I read Andrew’s post on Robinson Cano and I couldn’t agree more. Luckily I’m an opinion-based guy and I won’t let the facts stand alone.
So today, instead of watching football, I’m watching specials on Heracleion and on Dwarka, home of the fabled Vishnu. I was brought to a tie with The Seattle Mariners and the ancient mariners of both cities. The area surrounding both cities is littered with ancient anchors … much like the recent past of baseball’s Mariners.
Cano’s 10-year, $240 million deal is going to be the anchor of the franchise that will keep them from ever getting above sea level ever again … or at least until his contract is up.
This is where I wish I was a professional writer like Andy. I’m at the fork in the road, and as I look left (attack the Mariners), and then right (question the greed over history by Cano) … Yogi Berra comes to mind so I’m just taking it!
First, the Mariners:
This team that has holes at all the crucial places (owner, front office, manager). How is a $240 million contract over the next 10 years going to help the Mariners more than hinder them?
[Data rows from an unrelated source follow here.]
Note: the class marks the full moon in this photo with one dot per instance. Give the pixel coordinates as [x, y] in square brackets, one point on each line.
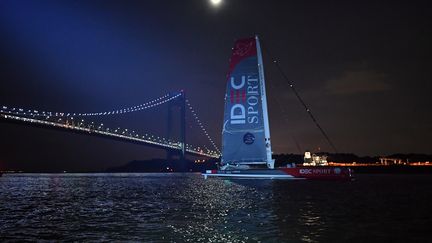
[215, 2]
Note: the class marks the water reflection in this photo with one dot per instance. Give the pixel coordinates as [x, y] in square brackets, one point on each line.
[185, 207]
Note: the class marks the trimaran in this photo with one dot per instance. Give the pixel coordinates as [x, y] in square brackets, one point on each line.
[246, 144]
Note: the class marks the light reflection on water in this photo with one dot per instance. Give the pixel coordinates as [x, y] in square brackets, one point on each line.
[185, 207]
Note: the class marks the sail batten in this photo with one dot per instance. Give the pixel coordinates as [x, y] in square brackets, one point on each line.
[245, 134]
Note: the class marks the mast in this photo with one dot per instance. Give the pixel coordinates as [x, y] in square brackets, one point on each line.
[270, 161]
[245, 131]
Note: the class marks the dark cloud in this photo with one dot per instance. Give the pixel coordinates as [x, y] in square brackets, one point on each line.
[357, 82]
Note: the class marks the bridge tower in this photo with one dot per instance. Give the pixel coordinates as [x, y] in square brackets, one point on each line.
[177, 104]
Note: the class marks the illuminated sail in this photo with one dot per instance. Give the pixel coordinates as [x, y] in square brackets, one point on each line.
[246, 133]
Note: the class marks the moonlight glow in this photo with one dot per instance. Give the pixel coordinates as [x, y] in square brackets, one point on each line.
[216, 2]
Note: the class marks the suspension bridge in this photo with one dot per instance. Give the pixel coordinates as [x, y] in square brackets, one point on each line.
[74, 122]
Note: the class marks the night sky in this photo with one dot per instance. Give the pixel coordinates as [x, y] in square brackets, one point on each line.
[364, 68]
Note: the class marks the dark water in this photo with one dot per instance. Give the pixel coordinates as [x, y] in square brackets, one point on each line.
[185, 207]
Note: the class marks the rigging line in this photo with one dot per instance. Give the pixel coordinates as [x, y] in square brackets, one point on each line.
[301, 100]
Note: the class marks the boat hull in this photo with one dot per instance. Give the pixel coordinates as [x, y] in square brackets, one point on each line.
[299, 173]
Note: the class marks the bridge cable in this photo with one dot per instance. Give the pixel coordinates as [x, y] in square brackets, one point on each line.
[150, 104]
[201, 126]
[291, 85]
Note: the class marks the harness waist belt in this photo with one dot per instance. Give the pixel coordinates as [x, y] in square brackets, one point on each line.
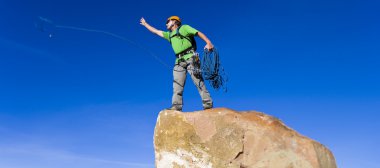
[187, 51]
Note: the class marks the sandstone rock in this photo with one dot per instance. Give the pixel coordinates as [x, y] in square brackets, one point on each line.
[223, 138]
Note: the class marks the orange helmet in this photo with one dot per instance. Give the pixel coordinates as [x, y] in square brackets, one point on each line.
[174, 18]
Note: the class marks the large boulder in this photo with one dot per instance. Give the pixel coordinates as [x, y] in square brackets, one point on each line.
[223, 138]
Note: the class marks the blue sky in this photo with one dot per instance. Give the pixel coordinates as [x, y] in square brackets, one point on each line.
[85, 99]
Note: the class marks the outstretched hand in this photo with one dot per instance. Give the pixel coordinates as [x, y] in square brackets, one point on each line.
[142, 21]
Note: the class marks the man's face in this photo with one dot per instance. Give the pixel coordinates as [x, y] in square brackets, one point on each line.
[169, 24]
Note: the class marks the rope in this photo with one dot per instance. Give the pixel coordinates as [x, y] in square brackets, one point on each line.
[212, 69]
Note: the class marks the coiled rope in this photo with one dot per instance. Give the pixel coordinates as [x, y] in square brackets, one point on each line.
[212, 69]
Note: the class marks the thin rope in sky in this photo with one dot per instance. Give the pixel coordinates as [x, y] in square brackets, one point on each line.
[46, 25]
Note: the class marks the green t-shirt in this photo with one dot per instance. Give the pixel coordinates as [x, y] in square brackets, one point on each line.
[179, 44]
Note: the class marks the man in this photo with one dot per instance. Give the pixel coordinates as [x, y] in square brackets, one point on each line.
[181, 38]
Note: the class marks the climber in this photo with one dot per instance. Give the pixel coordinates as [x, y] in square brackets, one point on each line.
[182, 40]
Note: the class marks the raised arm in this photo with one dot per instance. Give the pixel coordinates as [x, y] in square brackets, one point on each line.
[209, 45]
[150, 28]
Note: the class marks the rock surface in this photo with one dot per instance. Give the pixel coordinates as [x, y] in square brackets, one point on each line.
[223, 138]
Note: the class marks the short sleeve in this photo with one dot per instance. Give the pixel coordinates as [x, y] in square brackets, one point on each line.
[189, 30]
[166, 35]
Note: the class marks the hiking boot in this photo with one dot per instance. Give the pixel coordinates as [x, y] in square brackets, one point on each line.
[208, 107]
[174, 108]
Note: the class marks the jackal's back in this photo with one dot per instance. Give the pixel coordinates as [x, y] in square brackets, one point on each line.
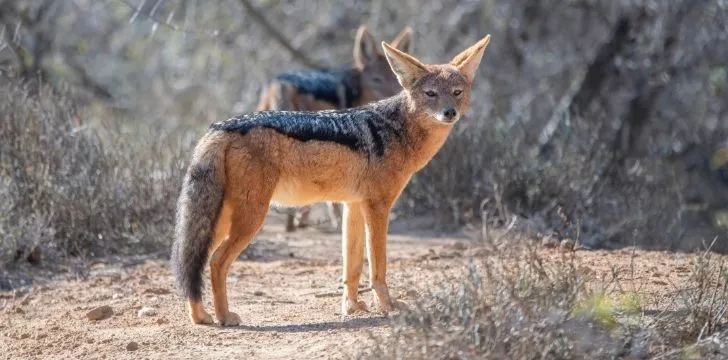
[368, 129]
[335, 86]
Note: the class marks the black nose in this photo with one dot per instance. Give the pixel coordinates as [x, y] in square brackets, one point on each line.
[450, 113]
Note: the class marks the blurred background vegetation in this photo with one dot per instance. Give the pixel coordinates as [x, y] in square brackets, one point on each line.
[602, 121]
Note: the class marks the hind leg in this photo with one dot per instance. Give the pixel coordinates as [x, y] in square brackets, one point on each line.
[353, 258]
[197, 311]
[247, 218]
[305, 213]
[335, 215]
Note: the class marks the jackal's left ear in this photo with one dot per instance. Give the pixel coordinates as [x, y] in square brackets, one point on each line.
[467, 61]
[365, 47]
[407, 68]
[403, 40]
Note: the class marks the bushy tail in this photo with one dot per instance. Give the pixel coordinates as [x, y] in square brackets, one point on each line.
[199, 205]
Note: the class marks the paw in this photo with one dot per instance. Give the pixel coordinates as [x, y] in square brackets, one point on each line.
[202, 318]
[230, 319]
[349, 307]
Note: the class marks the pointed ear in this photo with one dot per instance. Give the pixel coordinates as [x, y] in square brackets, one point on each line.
[407, 68]
[403, 40]
[365, 48]
[467, 61]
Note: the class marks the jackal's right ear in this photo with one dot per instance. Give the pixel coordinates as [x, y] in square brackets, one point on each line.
[365, 48]
[469, 60]
[406, 67]
[403, 40]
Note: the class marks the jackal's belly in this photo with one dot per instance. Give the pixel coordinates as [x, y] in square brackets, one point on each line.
[299, 192]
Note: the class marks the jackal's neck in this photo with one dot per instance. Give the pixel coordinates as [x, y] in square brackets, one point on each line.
[425, 137]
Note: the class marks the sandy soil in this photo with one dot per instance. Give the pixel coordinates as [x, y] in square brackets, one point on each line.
[285, 289]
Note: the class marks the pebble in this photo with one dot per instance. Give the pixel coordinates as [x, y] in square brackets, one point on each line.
[100, 313]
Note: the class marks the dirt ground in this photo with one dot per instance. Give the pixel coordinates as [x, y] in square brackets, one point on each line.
[285, 287]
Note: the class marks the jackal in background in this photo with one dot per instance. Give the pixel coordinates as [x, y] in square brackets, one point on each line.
[368, 79]
[362, 157]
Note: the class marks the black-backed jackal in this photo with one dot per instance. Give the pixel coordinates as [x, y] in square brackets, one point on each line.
[362, 157]
[368, 79]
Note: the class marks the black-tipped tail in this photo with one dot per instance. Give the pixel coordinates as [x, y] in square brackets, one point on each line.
[198, 208]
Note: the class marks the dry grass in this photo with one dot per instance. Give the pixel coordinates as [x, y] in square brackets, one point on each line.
[71, 186]
[512, 304]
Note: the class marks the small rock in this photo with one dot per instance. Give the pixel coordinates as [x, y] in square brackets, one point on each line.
[132, 346]
[26, 300]
[146, 311]
[549, 242]
[100, 313]
[34, 255]
[411, 294]
[158, 291]
[567, 245]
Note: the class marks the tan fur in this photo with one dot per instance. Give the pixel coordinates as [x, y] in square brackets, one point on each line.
[282, 96]
[264, 167]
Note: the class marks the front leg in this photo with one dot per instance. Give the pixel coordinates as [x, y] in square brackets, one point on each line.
[376, 215]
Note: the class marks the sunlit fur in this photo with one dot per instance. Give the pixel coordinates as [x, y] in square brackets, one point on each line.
[366, 79]
[362, 157]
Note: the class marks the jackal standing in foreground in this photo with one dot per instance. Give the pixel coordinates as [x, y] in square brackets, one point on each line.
[368, 79]
[361, 156]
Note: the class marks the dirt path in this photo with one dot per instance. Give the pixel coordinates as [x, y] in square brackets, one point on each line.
[277, 291]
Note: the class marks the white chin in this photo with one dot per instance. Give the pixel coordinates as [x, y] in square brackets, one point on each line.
[444, 120]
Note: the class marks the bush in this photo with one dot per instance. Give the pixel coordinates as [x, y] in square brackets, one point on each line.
[74, 187]
[512, 304]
It’s just a major problem when you look at the length of the commitment. Then, couple it with the dysfunction running rampant throughout the organization, according to the Seattle Times, and it becomes pretty easy for me to shake my head in disbelief at this signing.
Second, Robinson Cano:
No offense to Dustin Pedroia in Boston, but being the best second baseman in the biggest market, on the most important team in the league, Cano was all but guaranteed a plaques both in center field at Yankee Stadium and, someday, Cooperstown. By moving to Seattle I see him being lost a lot like those anchors in Dwarka, and, possibly worse, being remembered like anchors named Sexson and Figgins.